They seem to appear everywhere:
In statistical physics, biology, ecology, economy
and the stock market, the study of the web, and
they have been unmeasurably useful in combinatorial applications such
as approximation, optimization and counting algorithms.
For example, google search yields
85600 pages with the
words "Markov chain", and 157000 pages with the words "Random Walk"...
The following colorful
applet
from David Wilson's page demonstrates one of the more
beautiful
methods to bound the mixing time of Markov chains, namely "Coupling from the past".

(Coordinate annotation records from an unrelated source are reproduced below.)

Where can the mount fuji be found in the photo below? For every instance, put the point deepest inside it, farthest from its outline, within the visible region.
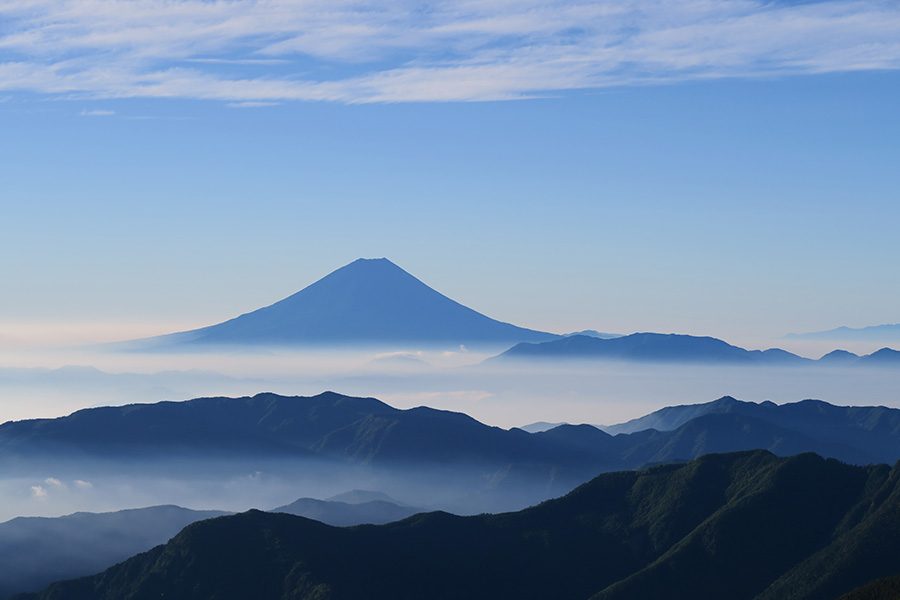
(368, 302)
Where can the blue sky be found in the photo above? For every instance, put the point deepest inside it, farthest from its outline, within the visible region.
(725, 168)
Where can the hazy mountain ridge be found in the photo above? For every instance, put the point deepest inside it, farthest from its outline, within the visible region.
(622, 535)
(885, 332)
(366, 431)
(678, 348)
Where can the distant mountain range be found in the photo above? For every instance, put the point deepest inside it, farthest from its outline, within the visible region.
(739, 526)
(874, 333)
(367, 302)
(677, 348)
(36, 551)
(366, 433)
(342, 514)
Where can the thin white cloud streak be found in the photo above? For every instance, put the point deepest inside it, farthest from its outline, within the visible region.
(271, 50)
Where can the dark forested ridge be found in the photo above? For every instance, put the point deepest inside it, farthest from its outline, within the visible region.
(35, 551)
(740, 526)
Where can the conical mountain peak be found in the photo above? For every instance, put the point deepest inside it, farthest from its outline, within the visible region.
(370, 301)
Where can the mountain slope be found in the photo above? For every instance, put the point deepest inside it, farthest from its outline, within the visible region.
(649, 347)
(369, 301)
(677, 532)
(430, 446)
(35, 551)
(858, 434)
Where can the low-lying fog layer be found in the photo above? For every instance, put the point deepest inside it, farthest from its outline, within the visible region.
(45, 384)
(503, 394)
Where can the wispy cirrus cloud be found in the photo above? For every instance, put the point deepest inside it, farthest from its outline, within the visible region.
(252, 53)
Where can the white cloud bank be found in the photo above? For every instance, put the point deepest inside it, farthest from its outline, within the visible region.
(248, 52)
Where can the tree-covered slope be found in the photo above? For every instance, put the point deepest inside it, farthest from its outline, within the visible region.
(720, 526)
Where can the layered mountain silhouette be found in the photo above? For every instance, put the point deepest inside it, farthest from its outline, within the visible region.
(342, 514)
(367, 433)
(35, 551)
(367, 302)
(740, 526)
(652, 347)
(887, 332)
(678, 348)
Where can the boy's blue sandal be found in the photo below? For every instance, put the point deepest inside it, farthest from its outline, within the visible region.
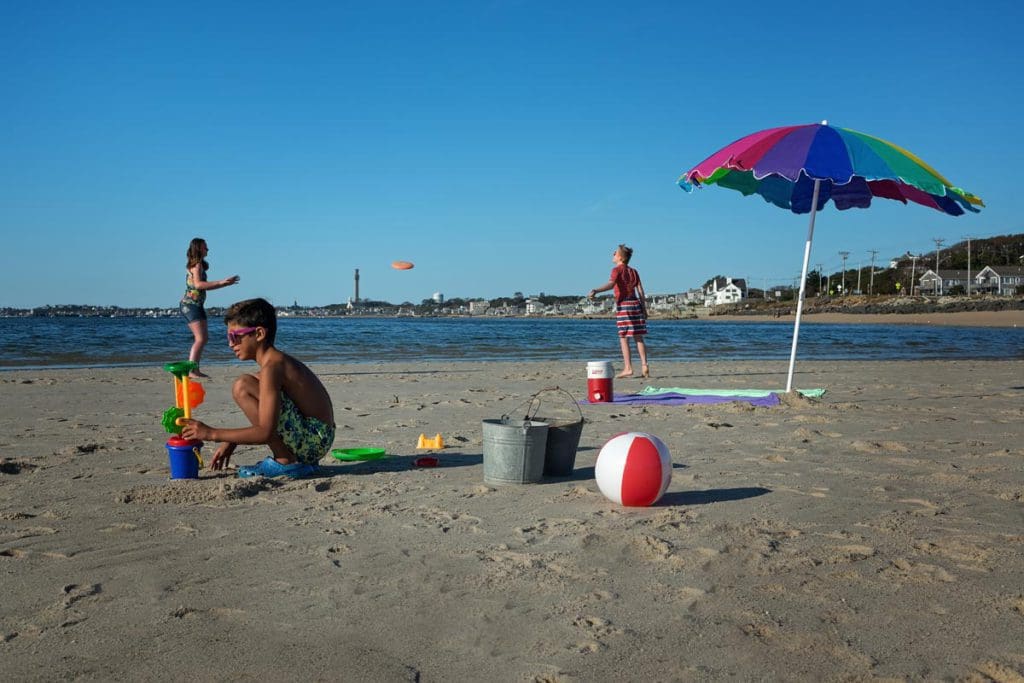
(268, 467)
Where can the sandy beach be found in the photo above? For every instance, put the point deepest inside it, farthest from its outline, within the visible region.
(876, 534)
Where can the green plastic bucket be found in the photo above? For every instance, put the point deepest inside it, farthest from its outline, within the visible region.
(513, 451)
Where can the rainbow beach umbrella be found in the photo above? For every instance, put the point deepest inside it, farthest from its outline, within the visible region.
(802, 168)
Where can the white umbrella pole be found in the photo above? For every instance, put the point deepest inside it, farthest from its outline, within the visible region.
(803, 286)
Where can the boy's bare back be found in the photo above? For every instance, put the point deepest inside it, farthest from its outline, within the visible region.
(300, 384)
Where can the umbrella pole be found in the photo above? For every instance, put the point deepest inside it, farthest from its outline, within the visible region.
(803, 286)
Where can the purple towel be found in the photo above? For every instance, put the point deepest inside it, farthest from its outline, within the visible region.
(683, 399)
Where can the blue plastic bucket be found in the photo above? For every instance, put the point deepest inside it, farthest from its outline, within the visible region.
(184, 458)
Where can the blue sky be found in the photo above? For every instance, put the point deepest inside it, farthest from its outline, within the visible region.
(501, 146)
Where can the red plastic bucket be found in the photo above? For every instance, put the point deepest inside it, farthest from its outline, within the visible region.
(599, 381)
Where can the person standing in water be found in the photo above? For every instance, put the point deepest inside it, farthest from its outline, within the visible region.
(631, 308)
(195, 298)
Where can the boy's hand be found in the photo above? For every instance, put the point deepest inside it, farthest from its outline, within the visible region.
(194, 429)
(221, 457)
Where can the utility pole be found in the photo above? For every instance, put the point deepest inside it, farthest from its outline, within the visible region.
(870, 284)
(968, 264)
(938, 249)
(913, 266)
(844, 254)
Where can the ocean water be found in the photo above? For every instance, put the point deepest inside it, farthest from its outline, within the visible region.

The applet demonstrates a Markov chain on the set of all
possible domino tilings of a square.
Starting from an arbitrary tiling,
we move to a different tiling
by changing only
two tiles at a time; The question is after how many elementary steps
we can say that we have a random tiling of the square?
To answer this question, Jim Propp and David Wilson suggested
the ingenious idea of "coupling from the past": roughly speaking,
two Markov chains are run in parallel and when they collide at the same state,
you are guranteed that the state is distributed
exactly (not approximately!)
uniformly.
Lec 1.
Introduction Overview of the course. Definitions of Markov chains,
ergodicity, proof of existence of limiting distribution.
Coupling Card trick... [Ref for Proof of limiting distribution: Norris page 41.]
I will assume basic knowledge of linear algebra, probability,
complexity theory, and a very basic knowledge of finite groups.
The problem sets are to be submitted in pairs, or triples.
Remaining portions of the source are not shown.